Dos grupos llegaron por distintos senderos. Se unieron en una sola y larga fila. Siguieron lenta y pacientemente hasta llegar a su casa en Thula Thula. En ese lugar, más de uno había pasado parte de su vida.
Llegaron a la hacienda para despedirse. Allí estuvieron durante dos días, los que no comieron ni bebieron agua, estuvieron postrados en silencio.
La familia de Anthony, emocionada, trataba de interpretar sus códigos.

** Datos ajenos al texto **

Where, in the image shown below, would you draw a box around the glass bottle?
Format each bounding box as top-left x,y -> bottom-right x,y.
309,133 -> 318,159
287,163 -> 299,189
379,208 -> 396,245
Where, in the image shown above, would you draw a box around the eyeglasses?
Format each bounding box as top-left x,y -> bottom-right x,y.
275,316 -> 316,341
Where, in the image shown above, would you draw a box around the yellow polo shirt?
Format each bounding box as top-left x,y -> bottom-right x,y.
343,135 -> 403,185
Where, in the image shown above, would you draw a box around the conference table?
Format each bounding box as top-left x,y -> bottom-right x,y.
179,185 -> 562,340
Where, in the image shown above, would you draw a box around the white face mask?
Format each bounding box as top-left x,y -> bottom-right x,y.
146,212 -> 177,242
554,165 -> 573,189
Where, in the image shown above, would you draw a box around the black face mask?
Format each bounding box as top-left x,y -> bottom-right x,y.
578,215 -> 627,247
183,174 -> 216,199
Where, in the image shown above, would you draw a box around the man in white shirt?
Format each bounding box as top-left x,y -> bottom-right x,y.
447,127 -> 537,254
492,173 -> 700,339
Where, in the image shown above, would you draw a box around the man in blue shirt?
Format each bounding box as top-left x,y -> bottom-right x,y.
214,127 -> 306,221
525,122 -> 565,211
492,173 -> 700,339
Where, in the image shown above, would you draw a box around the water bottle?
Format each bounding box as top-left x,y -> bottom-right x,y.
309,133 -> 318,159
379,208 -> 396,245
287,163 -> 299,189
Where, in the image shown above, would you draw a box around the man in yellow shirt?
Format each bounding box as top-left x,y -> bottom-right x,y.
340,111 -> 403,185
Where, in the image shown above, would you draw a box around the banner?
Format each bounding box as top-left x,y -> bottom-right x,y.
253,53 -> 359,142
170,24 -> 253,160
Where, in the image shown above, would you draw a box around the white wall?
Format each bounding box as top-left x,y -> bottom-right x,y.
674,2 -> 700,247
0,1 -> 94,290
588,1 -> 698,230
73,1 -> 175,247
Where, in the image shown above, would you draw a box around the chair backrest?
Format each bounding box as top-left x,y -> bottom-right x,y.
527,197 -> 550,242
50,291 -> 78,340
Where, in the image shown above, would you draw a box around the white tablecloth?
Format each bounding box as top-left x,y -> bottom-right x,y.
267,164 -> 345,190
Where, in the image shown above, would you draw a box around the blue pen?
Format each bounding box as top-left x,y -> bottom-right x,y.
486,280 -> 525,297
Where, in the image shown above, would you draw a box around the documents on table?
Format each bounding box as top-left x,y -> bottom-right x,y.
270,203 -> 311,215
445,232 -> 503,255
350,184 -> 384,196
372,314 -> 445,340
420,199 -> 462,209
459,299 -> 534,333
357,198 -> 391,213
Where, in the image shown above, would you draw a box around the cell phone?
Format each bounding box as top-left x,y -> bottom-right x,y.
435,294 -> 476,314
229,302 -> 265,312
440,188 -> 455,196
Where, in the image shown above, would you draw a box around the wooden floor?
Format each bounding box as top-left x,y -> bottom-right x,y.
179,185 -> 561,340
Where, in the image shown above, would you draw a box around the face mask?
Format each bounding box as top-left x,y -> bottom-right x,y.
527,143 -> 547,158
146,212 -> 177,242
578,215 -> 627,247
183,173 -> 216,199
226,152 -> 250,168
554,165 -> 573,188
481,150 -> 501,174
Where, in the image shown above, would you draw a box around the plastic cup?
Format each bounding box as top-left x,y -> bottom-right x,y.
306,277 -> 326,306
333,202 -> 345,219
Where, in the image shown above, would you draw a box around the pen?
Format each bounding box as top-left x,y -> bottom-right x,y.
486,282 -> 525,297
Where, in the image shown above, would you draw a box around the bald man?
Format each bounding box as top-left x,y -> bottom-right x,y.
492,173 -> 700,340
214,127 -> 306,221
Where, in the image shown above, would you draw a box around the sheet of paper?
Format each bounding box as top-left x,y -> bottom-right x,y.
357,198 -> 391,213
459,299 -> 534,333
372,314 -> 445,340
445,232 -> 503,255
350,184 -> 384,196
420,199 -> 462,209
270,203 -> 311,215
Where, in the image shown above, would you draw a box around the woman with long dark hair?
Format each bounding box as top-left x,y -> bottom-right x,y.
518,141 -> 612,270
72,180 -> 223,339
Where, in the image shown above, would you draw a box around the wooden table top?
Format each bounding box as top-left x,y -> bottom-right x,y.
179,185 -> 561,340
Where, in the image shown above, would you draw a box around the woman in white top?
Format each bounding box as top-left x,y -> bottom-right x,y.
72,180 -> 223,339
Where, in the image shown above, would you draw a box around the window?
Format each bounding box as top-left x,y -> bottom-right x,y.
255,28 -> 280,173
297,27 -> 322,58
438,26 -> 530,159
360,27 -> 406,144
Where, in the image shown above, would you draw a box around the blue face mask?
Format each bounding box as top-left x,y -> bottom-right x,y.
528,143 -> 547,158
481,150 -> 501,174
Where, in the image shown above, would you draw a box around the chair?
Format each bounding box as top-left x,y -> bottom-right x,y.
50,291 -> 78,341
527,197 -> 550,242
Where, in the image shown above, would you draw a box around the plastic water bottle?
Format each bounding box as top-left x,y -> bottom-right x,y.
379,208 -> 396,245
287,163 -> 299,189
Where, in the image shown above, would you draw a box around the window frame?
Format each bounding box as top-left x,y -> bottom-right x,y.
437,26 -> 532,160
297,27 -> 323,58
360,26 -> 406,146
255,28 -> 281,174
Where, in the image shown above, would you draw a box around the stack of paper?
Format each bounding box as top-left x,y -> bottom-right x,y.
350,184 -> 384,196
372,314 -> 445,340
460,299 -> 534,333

Habían pasado más de tres años desde la última vez que estuvieron en Thula Thula y para llegar hasta allí, había que caminar más de veinte kilómetros.

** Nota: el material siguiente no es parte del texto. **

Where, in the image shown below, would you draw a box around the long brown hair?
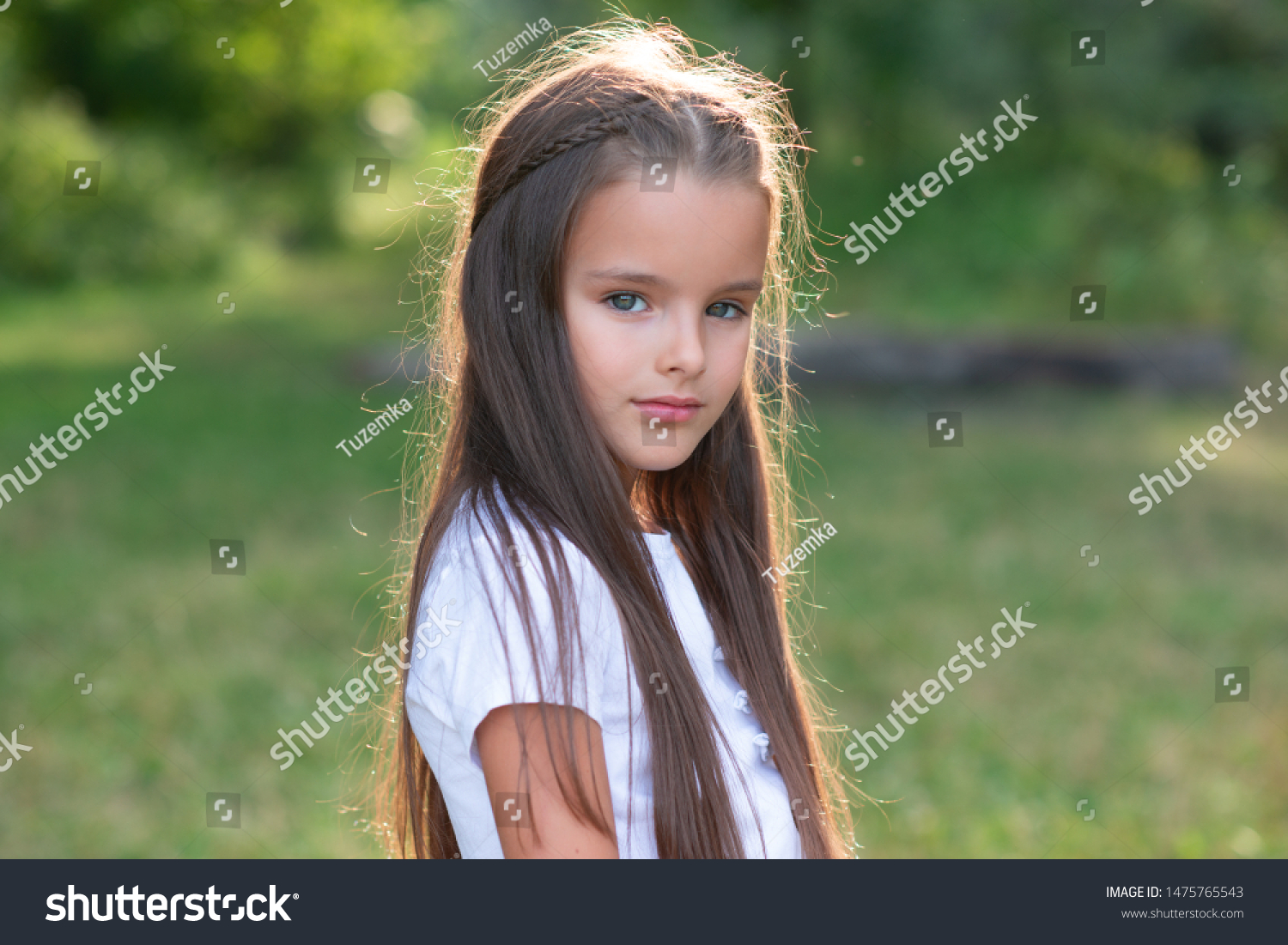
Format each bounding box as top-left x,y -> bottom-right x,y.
373,17 -> 852,857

Un gran respeto, agradecimiento, dolor y el pésame en ese último adiós al gran padre, defensor de la vida silvestre. Él, que tanto había hecho por ellos, al salvar crías huérfanas; rescatar adultos de las garras de leones.
La noticia corrió muy rápido y la interrogante de todos los vecinos de la zona era cómo estos grupos se habían enterado de la muerte de Anthony, desde un lugar tan apartado de la sabana.
Las respuestas empezaron a surgir de los lugareños. Una idea razonable parecía ser el gran sentido de orientación.
Ellos se guían por el pequeño movimiento percibido a través de la tierra. Captan las mínimas vibraciones a mucha distancia. Tal vez, el desplazamiento desacostumbrado por tantos dolientes. Los sonidos fuera de lo común en lo que había sido su hogar en algún momento. Otros dijeron que eso ocurría por una intuición muy desarrollada. Las elucubraciones siguieron.
Después de dos días, una mañana se levantaron y emprendieron el regreso, con andar suave y siempre en silencio.
No faltó quien dijera que las dos matriarcas sudafricanas que lideraban ambos grupos, habían sido salvadas por Anthony de las balas de los cazadores furtivos; en un caso, al interceptarlos y hacerlos conducir por los guardabosques; en otro, al extraer una bala del tórax al animal.
Lo cierto es que fueron varios los elefantes que vivieron en Thula Thula.